The lack of gross lesions suggestive of viral infection in pine martens or otters implies that the animals were likely to be persistently infected. There is evidence for persistent infection with CAV-1 in red foxes, which are a wildlife reservoir of the virus for dogs [14]. Some other adenoviruses also have broad host ranges [20, 30, 34], so the possibility of transmission of a novel adenovirus from wild mustelids to domestic mustelids, such as ferrets, should be considered.

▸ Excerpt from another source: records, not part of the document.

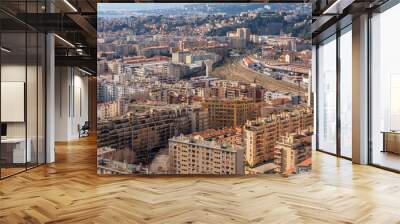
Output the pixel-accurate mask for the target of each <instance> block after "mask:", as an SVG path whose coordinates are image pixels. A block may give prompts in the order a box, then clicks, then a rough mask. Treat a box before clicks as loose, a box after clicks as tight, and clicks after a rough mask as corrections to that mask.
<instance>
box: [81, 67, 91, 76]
mask: <svg viewBox="0 0 400 224" xmlns="http://www.w3.org/2000/svg"><path fill="white" fill-rule="evenodd" d="M78 70H79V71H81V72H83V73H85V74H87V75H92V73H90V72H88V71H85V70H83V69H81V68H79V67H78Z"/></svg>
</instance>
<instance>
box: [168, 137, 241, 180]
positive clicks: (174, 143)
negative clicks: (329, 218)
mask: <svg viewBox="0 0 400 224" xmlns="http://www.w3.org/2000/svg"><path fill="white" fill-rule="evenodd" d="M169 156H170V165H171V169H170V170H171V172H172V173H174V174H243V173H244V166H243V159H244V150H243V148H242V147H240V146H237V145H230V144H227V143H218V142H216V141H207V140H204V138H203V137H201V136H199V135H196V136H183V135H181V136H177V137H174V138H172V139H170V140H169Z"/></svg>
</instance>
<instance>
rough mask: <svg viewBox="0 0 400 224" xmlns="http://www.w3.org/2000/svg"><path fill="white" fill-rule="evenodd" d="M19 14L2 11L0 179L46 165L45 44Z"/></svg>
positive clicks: (6, 3)
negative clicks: (45, 112) (45, 162)
mask: <svg viewBox="0 0 400 224" xmlns="http://www.w3.org/2000/svg"><path fill="white" fill-rule="evenodd" d="M15 2H16V1H15ZM4 4H7V2H4V3H0V7H1V6H4ZM40 5H41V4H40V1H34V2H28V1H21V2H18V5H17V6H18V8H19V9H20V10H22V11H24V12H28V13H37V12H39V11H40V10H43V8H42V7H40ZM7 6H9V5H7ZM25 14H26V13H25ZM23 15H24V13H22V14H21V13H17V14H11V13H7V12H6V11H3V10H2V11H0V47H1V50H0V51H1V56H0V68H1V69H0V71H1V72H0V82H1V85H0V90H1V91H0V92H1V98H0V102H1V104H0V111H1V114H0V121H1V122H0V123H1V144H0V178H1V179H3V178H6V177H8V176H11V175H14V174H16V173H19V172H23V171H25V170H27V169H30V168H33V167H36V166H38V165H40V164H43V163H45V58H46V54H45V44H46V43H45V41H46V40H45V34H44V33H41V32H39V31H37V30H35V29H34V28H32V27H30V26H29V25H27V24H25V23H23V22H22V21H21V20H19V19H18V17H20V16H23Z"/></svg>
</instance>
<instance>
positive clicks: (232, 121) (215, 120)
mask: <svg viewBox="0 0 400 224" xmlns="http://www.w3.org/2000/svg"><path fill="white" fill-rule="evenodd" d="M204 105H205V107H206V108H207V109H208V119H209V124H210V128H224V127H236V126H241V125H243V124H245V123H246V121H247V120H253V119H255V118H256V117H257V110H256V106H255V103H254V101H253V100H252V99H249V98H240V99H227V98H210V99H206V100H205V103H204Z"/></svg>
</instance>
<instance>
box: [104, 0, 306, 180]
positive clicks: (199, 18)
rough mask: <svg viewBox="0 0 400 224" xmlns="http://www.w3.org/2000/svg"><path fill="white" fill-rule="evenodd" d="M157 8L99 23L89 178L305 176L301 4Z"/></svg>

In conclusion, we have detected at least three novel adenoviral sequences in tissues and faeces from two species of mustelids in the UK, namely pine martens and otters. Further work is required to determine whether these are true mustelid adenoviruses that are able to undergo replication and transmission in their respective host species. Further efforts to isolate the viruses in cell culture are warranted. It is also important to establish the mechanisms that allow adenoviruses to establish persistent infections. The presence of persistent infection with potentially pathogenic viruses should be taken into consideration when translocating free-ranging animals between habitats [35, 36], and also when transferring captive animals amongst zoological collections.